Mais si le gouvernement du Canada faisait une telle offre, l'Assemblée nationale et, au premier chef, le gouvernement péquiste devrait alors juger de sa recevabilité et des suites à y donner, et nécessairement, en regard du minimum attendu pour demeurer dans le régime fédéral, lequel devrait être identifié par le Parti québécois, dès maintenant, pendant la course à la chefferie puis au-delà, être intégré dans les statuts du Parti.

Si ce minimum pour signer la Constitution canadienne ne peut être discuté à l'intérieur du Parti québécois parce que celle-ci, au nom de l'indépendance, doit être plutôt rejetée en bloc, on comprend pourquoi la proposition Fournier-Garceau, le 30 mai dernier, concernant la possibilité d'une double question référendaire, l'une visant l'indépendance et l'autre un fédéralisme renouvelé ou le statu quo, a suscité autant de malaise voire de mépris chez les indépendantistes.

Si cette attitude est maintenue par un Parti québécois au pouvoir, advenant une offre fédérale (la certitude qu'il n'y en aura pas n'est pas une certitude, c'est un pari...) pour intéresser le Québec à signer la Constitution, il l'ignorera pour des raisons idéologiques ou tentera de la disqualifier pour mousser son option en prévision du référendum sur l'indépendance qu'il devra tenir.

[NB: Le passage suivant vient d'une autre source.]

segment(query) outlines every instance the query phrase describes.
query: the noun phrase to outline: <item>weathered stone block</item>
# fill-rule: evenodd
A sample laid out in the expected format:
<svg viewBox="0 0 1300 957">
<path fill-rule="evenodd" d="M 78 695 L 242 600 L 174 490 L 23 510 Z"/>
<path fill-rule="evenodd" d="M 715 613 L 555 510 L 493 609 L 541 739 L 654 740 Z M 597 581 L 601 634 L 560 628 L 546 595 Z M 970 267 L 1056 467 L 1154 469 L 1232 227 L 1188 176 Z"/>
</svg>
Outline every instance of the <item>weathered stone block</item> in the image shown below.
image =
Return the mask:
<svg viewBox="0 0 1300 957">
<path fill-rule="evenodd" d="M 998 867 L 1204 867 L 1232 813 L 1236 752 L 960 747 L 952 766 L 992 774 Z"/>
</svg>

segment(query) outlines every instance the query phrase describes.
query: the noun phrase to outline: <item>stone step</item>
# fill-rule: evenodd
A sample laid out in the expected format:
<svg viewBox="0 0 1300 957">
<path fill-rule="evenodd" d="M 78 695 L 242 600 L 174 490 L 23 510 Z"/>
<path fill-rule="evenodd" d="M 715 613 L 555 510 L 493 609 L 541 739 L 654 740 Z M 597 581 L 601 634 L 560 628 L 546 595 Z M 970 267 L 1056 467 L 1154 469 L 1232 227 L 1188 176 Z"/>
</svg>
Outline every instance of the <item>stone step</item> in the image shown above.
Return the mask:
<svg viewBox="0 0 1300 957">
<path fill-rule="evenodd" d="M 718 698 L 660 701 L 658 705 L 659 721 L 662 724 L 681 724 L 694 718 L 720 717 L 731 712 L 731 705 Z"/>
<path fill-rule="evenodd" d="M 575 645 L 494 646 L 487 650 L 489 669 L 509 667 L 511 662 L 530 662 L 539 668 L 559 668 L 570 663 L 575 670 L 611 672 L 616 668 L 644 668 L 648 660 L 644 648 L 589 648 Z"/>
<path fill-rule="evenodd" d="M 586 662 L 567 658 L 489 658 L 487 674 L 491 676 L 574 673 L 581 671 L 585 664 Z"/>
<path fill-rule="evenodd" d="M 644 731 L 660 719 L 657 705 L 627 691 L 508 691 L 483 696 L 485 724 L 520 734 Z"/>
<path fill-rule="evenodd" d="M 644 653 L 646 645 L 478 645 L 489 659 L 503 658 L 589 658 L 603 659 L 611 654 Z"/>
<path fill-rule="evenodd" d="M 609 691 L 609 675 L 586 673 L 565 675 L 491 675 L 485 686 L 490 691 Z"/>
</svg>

Bien sûr, les chances seraient grandes alors de le perdre, à cause d'une attitude jugée de mauvaise foi de la part d'un gouvernement péquiste, laquelle est étrangère aux valeurs québécoises, surtout celles des jeunes d'aujourd'hui qui préfèrent l'ouverture et le dialogue à toute espèce de repli, surtout s'il sent un peu la hargne.

Xavier Dolan est un bon exemple de cette jeunesse, lui qui vient de recevoir un doctorat honorifique de l'Université Bishop anglophone et pour qui le cinéma se fait, pour gagner sa vie, à l'échelle du monde et qui n'a pas hésité à saluer les 10 ans de Québec solidaire parce qu'il juge ce parti soucieux de construire l'avenir en cherchant les assises d'une société plus juste.

Ceci dit, j'espère qu'un référendum soit tenu dans un premier mandat par un Parti québécois élu. C'est le message le plus percutant envoyé au Canada de notre inconfort constitutionnel. Certains diront qu'on ne peut pas risquer de perdre un troisième référendum.

Je ne vois aucun problème à cela s'il est clair qu'un gouvernement du Parti québécois en tiendra un à chaque mandat, s'il est élu, tant et aussi longtemps que le statu quo constitutionnel actuel perdurera au Canada, et au désavantage du Québec. Et qui sait, les Québécois pourraient un jour en avoir assez, comme disait René Lévesque, de ce régime, et peut-être plus rapidement que l'on pense, voter OUI à une question référendaire sur l'indépendance.